Hoovina Hadagalli has a special kind of the jasmine flower species growing and this kind has been geo-tagged and also recognized by the Horticulture Department of India. Geo-tagging is a term, more specifically known as Geographical Indication and it stands for the place being identified more efficiently by its products or by things that can be majorly found there.

The kind of jasmine grown in this particular taluk is called Hadagali Jasmine and the production of this kind of flower has been varying over the years. From 2016 to 2019 (start), the production has been on a slow, ascending scale and the taluk reports do show a positive side on the whole but on the ground level basis, farmers don’t seem to agree with the reports, not even in the slightest. The problems faced by the Horticulture Department are that the rate of cultivation is decreasing every year due to the shortage of labour.

The department believes that the growth of cultivation could be seen also because the number of registered lands has been increasing over the past few years. Hence, even if the rate is shown on an increasing scale, it is because the total number of fields in the sector has been increased due to proper registration.

Jasmine is an extremely delicate flower which needs to be handpicked very carefully and laborers need to be more careful than usual while plucking them during the blooming season. The impending work becomes too taxing for the laborers who get a meagre fee in comparison to their efforts. Other than Jasmine, there has been the cultivation of all season fruits like Pomegranate, Papaya, and Banana.

In Hoovina Hadagalli, there are 200/300 hectares of Pomegranate being cultivated, 100 hectares of Papaya and 250 hectares of Banana being grown as well.

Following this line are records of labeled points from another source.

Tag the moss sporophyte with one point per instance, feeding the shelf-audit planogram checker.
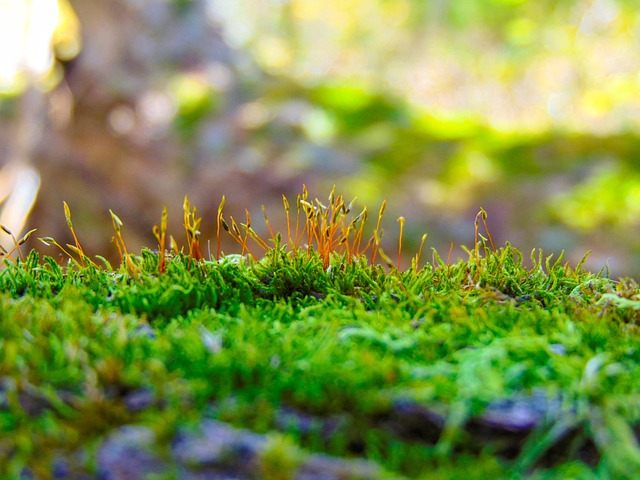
(312, 352)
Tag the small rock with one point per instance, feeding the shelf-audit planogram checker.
(125, 454)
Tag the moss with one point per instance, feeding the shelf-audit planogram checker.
(438, 371)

These crops are grown under better circumstances as the farmers fall under the NREGA scheme and they can avail the profit of the scheme as well as the subsidized fertilizers. At present, on comparing the effort needed between these crops and Jasmine as a crop, it would definitely show on which crop is more profitable and economic.

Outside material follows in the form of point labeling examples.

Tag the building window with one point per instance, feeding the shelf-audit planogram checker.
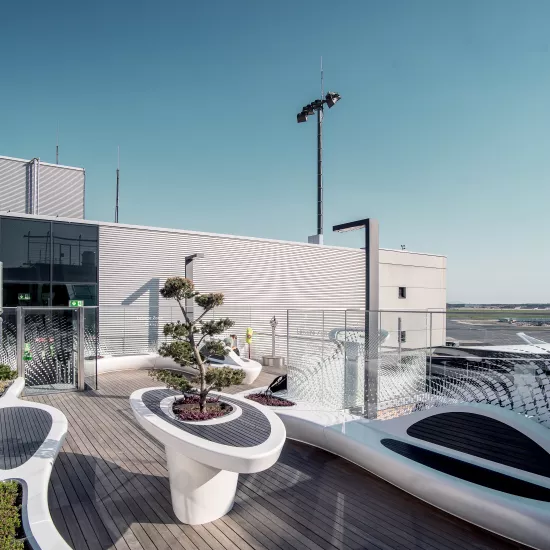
(26, 294)
(74, 253)
(48, 263)
(63, 294)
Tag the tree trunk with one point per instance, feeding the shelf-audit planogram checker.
(203, 392)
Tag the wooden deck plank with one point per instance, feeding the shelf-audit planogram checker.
(110, 489)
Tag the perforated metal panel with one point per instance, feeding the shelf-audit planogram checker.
(61, 191)
(34, 187)
(13, 182)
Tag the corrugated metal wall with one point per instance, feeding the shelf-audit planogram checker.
(259, 279)
(13, 185)
(61, 189)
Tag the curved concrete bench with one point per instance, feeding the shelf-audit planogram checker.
(250, 367)
(30, 439)
(205, 458)
(383, 447)
(110, 363)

Shiva Prakash, Kamala, Dinesh are few of the people who could represent the situation of jasmine farming in the taluk of Hoovina Hadagalli. Their torn eyes and tired faces have several stories to mention how difficult it is to hone the reigns as a successful farmer when it comes to this kind of cultivation. The positivity is that they farm on an extremely passionate ethic as they find their calling in it but this calling does hold expensive blowbacks as well as risks of a lower profit.